If your tables contain significance information and OfficeReports can identify a row that defines which character or characters belong to each column, you can define the pairwise test OfficeReports should display in the Lookup Table.

Use one of these values:

  • first to compare all columns to the first column
  • next to compare each column to the next column
  • previous to compare each column to the previous column
  • AB to compare columns in pairs such as AB, CD, EF, and display the result in the first column of each pair
  • BA to compare columns in pairs such as BA, DC, FE, and display the result in the second column of each pair

You can also use a custom definition by specifying a pairwise list of the columns to compare.

Example:

CB; DC; DE; FE; GF;

In this example, OfficeReports compares each column to the previous column, but does not compare to the first column.

The result appears in the first mentioned column of each pair.

Destination

Use destination to define the worksheet where OfficeReports creates the Lookup Table.

If the worksheet does not exist, OfficeReports creates it.

If multiple tables are added to the same worksheet, OfficeReports adds each new table below the previous one.

It is good practice to place the tables for the same slide on the same worksheet and give the worksheet a name such as Slide6.

Row-Sort By and Col-Sort By

Use Row-Sort By and Col-Sort By to specify the row or column OfficeReports should sort on.

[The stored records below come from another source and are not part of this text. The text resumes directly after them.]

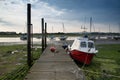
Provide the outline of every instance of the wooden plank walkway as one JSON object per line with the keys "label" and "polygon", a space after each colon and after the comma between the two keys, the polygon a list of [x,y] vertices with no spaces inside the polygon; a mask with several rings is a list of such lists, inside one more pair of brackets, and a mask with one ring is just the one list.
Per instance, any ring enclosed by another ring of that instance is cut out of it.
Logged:
{"label": "wooden plank walkway", "polygon": [[32,66],[25,80],[84,80],[82,71],[60,45],[54,45],[56,52],[45,49]]}

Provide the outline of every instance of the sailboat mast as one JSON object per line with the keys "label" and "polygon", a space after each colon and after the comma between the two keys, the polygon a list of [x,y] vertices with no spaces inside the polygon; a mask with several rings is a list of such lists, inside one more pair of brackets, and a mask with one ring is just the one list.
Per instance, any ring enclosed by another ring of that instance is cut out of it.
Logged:
{"label": "sailboat mast", "polygon": [[62,24],[63,24],[63,33],[64,33],[64,32],[65,32],[65,31],[64,31],[64,23],[62,23]]}
{"label": "sailboat mast", "polygon": [[90,33],[91,33],[91,28],[92,28],[92,17],[90,17]]}

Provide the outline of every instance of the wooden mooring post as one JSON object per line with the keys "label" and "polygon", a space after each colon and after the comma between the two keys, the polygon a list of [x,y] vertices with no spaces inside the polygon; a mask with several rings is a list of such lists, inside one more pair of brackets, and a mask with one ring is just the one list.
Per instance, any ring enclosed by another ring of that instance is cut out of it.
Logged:
{"label": "wooden mooring post", "polygon": [[27,63],[32,65],[31,56],[31,4],[27,4]]}

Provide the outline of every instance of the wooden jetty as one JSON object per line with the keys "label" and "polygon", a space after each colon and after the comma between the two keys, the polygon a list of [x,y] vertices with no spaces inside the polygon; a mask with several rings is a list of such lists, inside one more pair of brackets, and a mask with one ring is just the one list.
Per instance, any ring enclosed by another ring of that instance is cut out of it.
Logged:
{"label": "wooden jetty", "polygon": [[54,46],[56,51],[53,53],[50,51],[51,45],[48,45],[25,80],[85,80],[83,72],[62,46]]}

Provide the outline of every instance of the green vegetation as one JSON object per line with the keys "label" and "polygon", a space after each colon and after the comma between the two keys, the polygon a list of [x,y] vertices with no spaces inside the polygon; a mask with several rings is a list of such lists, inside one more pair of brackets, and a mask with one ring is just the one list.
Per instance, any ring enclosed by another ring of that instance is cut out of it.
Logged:
{"label": "green vegetation", "polygon": [[[29,70],[26,51],[26,45],[0,46],[0,80],[23,80]],[[32,50],[33,62],[40,53],[40,48]]]}
{"label": "green vegetation", "polygon": [[97,45],[96,54],[90,65],[79,64],[86,80],[120,80],[120,44]]}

OfficeReports sorts on the row or column where the banner or stub text starts with the specified text.

Row-Sort Type and Col-Sort Type

Use Row-Sort Type and Col-Sort Type to define the sort direction.

Specify:

  • asc for ascending sort
  • desc for descending sort

Percent Decimals and Number Decimals

Use Percent Decimals and Number Decimals when the original table does not show numbers in the format you need for the presentation.

Specify the number of decimals you want to display.